• Une aristocrate en Asie

    2018-23  

    Une aristocrate en AsieRetour à l'Iran...

    Vita SACKVILLE-WEST

    Une aristocrate en Asie

    Traduit de l'anglais par Isabelle de Natale

    PBP n°578. 2018

    172 pages

    Ce titre imbécile, suivi d'un très long sous-titre : Récit d'un voyage en pays Bakhtyar, dans le sud-ouest de la Perse, traduit le modeste et bienséant Twelve Days de l'édition originale parue en 1928. 

    Vita Sackville-West, le je narrateur étendu au nous, fait le récit d'un périple de douze jours sur des centaines de kilomètres, parcourus tantôt en voiture, tantôt à dos de mulet ou même à pied, en compagnie de son mari, de quatre amis, ainsi que d'un guide persan, pour aller de Ispahan à Maidan-i-Naftun, où elle espère trouver une variété rare d'iris : les iris pourpres. Ils traversent des contrées parfois magnifiques, mais d'autre fois assez banales pour que les voyageurs se disent « Au fond, nous aurions pu aussi bien aller au Tyrol » (73), ils s'arrêtent dans des campements qu'ils partagent avec des nomades ou sont invités dans des palais, ils s'enchantent ou s'irritent du chemin et des rencontres. Outre la description des paysages, Vita Sackville-West relève différents faits qui touchent aux coutumes et à la mentalité des habitants des lieux, comme lorsqu'elle note : « Aux yeux des Persans, la précipitation est, plus encore qu'une grossièreté, une énigme incompréhensible. » (74).

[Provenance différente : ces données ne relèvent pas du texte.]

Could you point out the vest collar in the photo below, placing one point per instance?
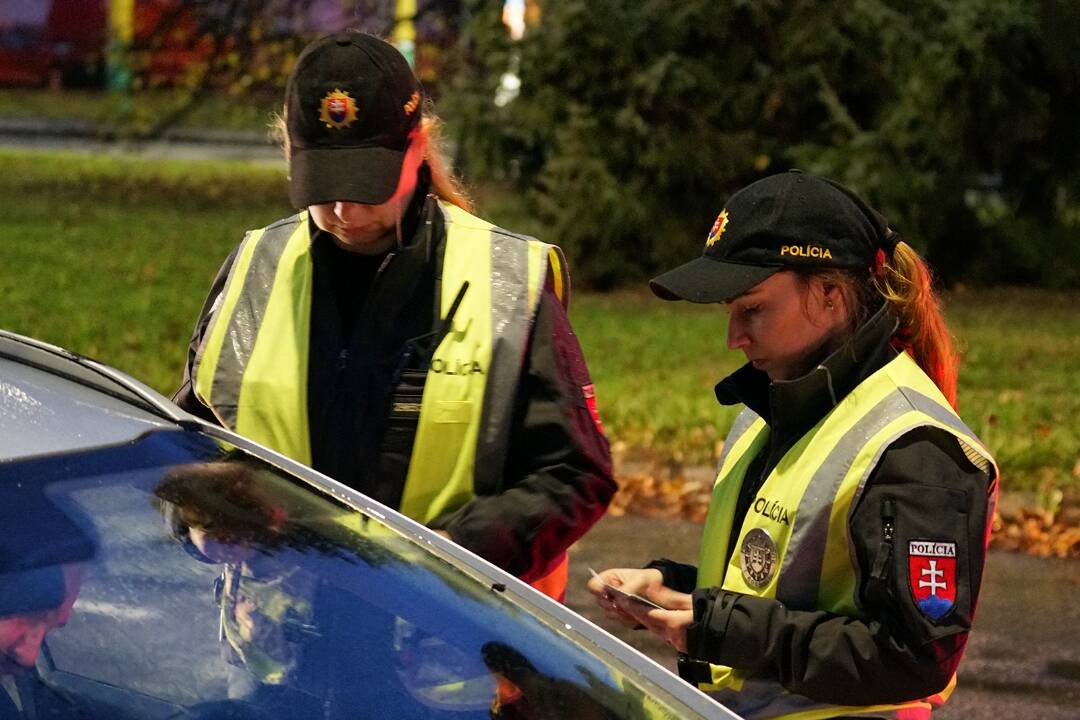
(794, 406)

    L'auteur n'évite pas toujours des considérations marquées par le sentiment certain de la supériorité occidentale, ainsi lorsqu'elle écrit : « Une imposante façade de civilisation se dressait devant nous, une façade due à l'emploi de la langue française, au poker (...) ». Cependant, elle a le goût de la nature, elle goûte les endroits isolés qui, pour elle, « contiennent la même magie que, pour Marlowe ou Milton, les noms évocateurs » (97) et elle développe en parallèle une réflexion sur les méfaits du progrès qui trouble toujours l'état originel de la nature, comme le font ces champs de pétrole qui marquent bien trivialement la fin du voyage.    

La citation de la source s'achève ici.